| 1999© by Butch Walker
The Bible is its own best teacher. The Bible however is not arranged like an encyclopedia. You
cannot go to chapter 1 and read everything about God and go to chapter 2 to read everything about
Jesus, etc. Remember when reading the Bible the verses and chapter breaks are placed in the
scriptures by man. It is better to read by paragraph, these too are man-made but they do conform
better to the original language than verses. Some ground rules need to be set up first:
Now with those in mind, let's lay out the way to read the Bible to let it build on itself:
- Pray first before opening God's word. Ask for guidance and to be able to accept what is written
and to be able to apply His will to your life.
- Never, never read the Bible trying to proof your belief on any subject. It is only human nature
to take ideas out of context.
- When you are reading and come across something that does not make sense, reread the paragraph or
chapter again. If you still do not understand, write down the problem area and continue onward.
You may discover the answers later in your reading.
- Do not read large amounts of the Bible in one setting. Take breaks often. Or stay with about
4-6 chapters a day.
- Start with the New Testament, people who start with the Old Testament almost never read the Bible
all the way through. The New Testament is what is binding on us today not the Old. We need to
follow God's will for us today not what was intended for the Jews.
- Forget everything you have ever heard about Jesus, God and the Bible before you start reading the
Bible. Don't take what you want it to say with you first.
Your voyage through God's Word will take about 5 weeks. It will be the best traveling you can
ever take. You will laugh and you will cry. It has everything that makes a very good book,
and lots more. It can teach you the most important things for this life and the one to come.

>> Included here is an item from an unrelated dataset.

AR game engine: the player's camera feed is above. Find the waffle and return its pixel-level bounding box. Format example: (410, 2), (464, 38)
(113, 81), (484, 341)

- Read "Mark." (It is written in chronological order.)
- Read "Matthew." (It goes into better detail of some events and adds more about Jesus.)
- Read "John." (It contains a lot of the life of Jesus not before read, especially his last two weeks before the crucifixion.)
- Read "Luke" then "Acts." (Both written by Apostle Paul's traveling companion Luke. Acts is a continuation of Luke. It describes the early church and contains the examples of New Testament conversions.)
- Read "Galations." (It deals with the reasons why we do not follow the Old Testament Laws in a more simplified way than does Romans or Hebrews.)
- Then read the rest of the New Testament starting at Romans and going to Revelation.